Today, four rapid-fire encounters with the remainder of my last batch of samples bought from Yunnan Sourcing. I enjoyed these over the course of a week or so: one from Hailanghao, two autumnal teas from the YS label, and one "premium" spring tea, also from the YS label.
2010 Hailanghao "Bama Gongchuncha"
Bama Village is in the northern part of Nannuoshan, near the large town of Gelanghe. Scott's 2010 Nannuo came from Yakou Village, in th south. Gongchuncha is "Tribute spring tea", and it is priced at $49/400g. The leaves, shown below are tippy and fresh, while also quite long. In my diary at the time, I wrote "Wonderfully drinkable: sweet, slightly buttery, and smooth." Overall, this is a little less enthralling than Scott's version from the south of the region. It is not at all bad, but becomes green, pine-like, and rather average after a few infusions.
Secondly, we have the
2010 Yunzhiyuan "Pasha Qiuxiang"
...where qiuxiang [ch'ee-oh sh'eeang] means "autumn fragrance", referring to the autumnal picking, which can be less potent than the springtime flush. Mengpashashan, from whence cometh this $27/400g cake, is supposedly the highest point in Xishuangbanna.
Shown below, it has thick leaves which result in a solid yellow soup. It starts out strong, thick, and heavily sweet, with grassy characteristics. Both of my Mengpasha cakes (the 2009 Xizihao and the 2006 Haiwan) are monstrously powerful, with similarly grassy notes. This YS version is by far the easiest-going, and most approachable.
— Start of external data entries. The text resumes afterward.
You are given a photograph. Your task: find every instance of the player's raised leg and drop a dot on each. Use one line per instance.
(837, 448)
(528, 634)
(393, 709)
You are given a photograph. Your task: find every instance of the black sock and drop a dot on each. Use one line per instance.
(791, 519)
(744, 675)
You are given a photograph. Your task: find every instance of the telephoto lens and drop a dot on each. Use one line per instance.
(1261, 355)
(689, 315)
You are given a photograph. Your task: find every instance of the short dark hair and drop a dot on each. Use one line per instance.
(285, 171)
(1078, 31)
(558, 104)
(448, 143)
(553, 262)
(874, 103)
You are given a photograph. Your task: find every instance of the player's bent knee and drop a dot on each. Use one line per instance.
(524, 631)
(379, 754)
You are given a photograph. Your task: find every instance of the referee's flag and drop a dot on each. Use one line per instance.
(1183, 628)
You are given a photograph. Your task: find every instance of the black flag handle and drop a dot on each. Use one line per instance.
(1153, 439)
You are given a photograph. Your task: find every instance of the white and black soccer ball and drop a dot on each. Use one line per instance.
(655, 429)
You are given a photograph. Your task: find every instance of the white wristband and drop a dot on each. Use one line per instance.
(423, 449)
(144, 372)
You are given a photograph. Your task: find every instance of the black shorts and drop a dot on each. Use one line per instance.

In later infusions, it stays smooth, but its character becomes more dilute, and tends towards "brown hay". It is a decent cake at a low price, although the distant, dilute character seems common to many of Scott's autumnal range from 2010, where I suspect the drought may be at fault.
Thirdly, the
2010 Yunzhiyuan "Mangfei Quixiang"
...which is also an autumnal cake. The whole range of qiuxiang cakes is reasonably priced, and this is just $19/400g. Mangfeishan is in Yongde County, in Lincang, near the border with Myanmar. It's one of my favourite locations for pu'ercha. The tippy, small leaves pictured below deliver a big, grain-like soup with some initial smokiness. It is clean and cooling, as are most of Scott's cakes, which testify to his ability to pick decent leaves.
Later on, I wrote that it "takes a turn for the pungenetly green, and its smokiness comes to the fore." Just like the 2010 Yunzhiyuan "Bangma", another Lincang cake from autumn 2010, it seems distant, despite starting well. It has good kuwei, and is suitably inexpensive to consider as a fun cake if you're looking for something to bulk out your shelves, but it is undistinguished.
Finally, the
2010 Yunzhiyuan "Jinggu Yangta"
This is noticeably better than the previous three, being a "premium" spring cake from Scott's own label.
Pictured below, this spring tea, which sells for $27.50/250g, is a "dabai" [big white] variety of tea, different to the usual "daye" [big leaf] pu'ercha varietal. Jinggu is in Simao Prefecture, and this cake was made from Yangtashan leaves.
Typical of daibacha, this has huge leaves which result in a cloud of downy fur being thrown into the air whenever they are disturbed.
The result is a yellow soup with a distinctly creamy texture, common to downy pu'ercha. Clean and cooling, it is a crisp and well-made tea.
I tend not to get too excited about dabeicha, and have suspicions that it might not age well, because it reminds me of large-leaf, downy pu'ercha than tends to empty over time, rather than develop any degree of complexity.
It becomes low and tangy as the infusions pass, not in any way that I particularly appreciate. My diary has, "It doesn't provide the satisfaction of real pu'ercha."
Not a tea to thrill me, but instructive to sample.
This marks the end of the large bag of samples that I bought from Yunnan Sourcing, to catch up after a year or so of absence from my tea-table. It was a decidedly mixed bag, ranging from cheap-but-decent (the qiuxiang autumn cakes) to pricey-yet-sometimes-excellent spring cakes.
I particularly enjoyed the $40/250g Xikong, the $40/250 Yibang, and the $42/250g Wangongzhai. I concluded that the rest have been a little hit-and-miss, to my tastes.
It will be interesting to see what 2011 provides...
I am surprised by that Ba Ma Gong Chun review. I have only had the 2005 production under the Ming Xiang Ya Yuan label, but that tea packs such energy and vitality that I can easily spend an hour on the first 5 steeps. I hope to try this 2010 side by side with its earlier counterpart soon to see what is happening there :) Thanks for the reviews.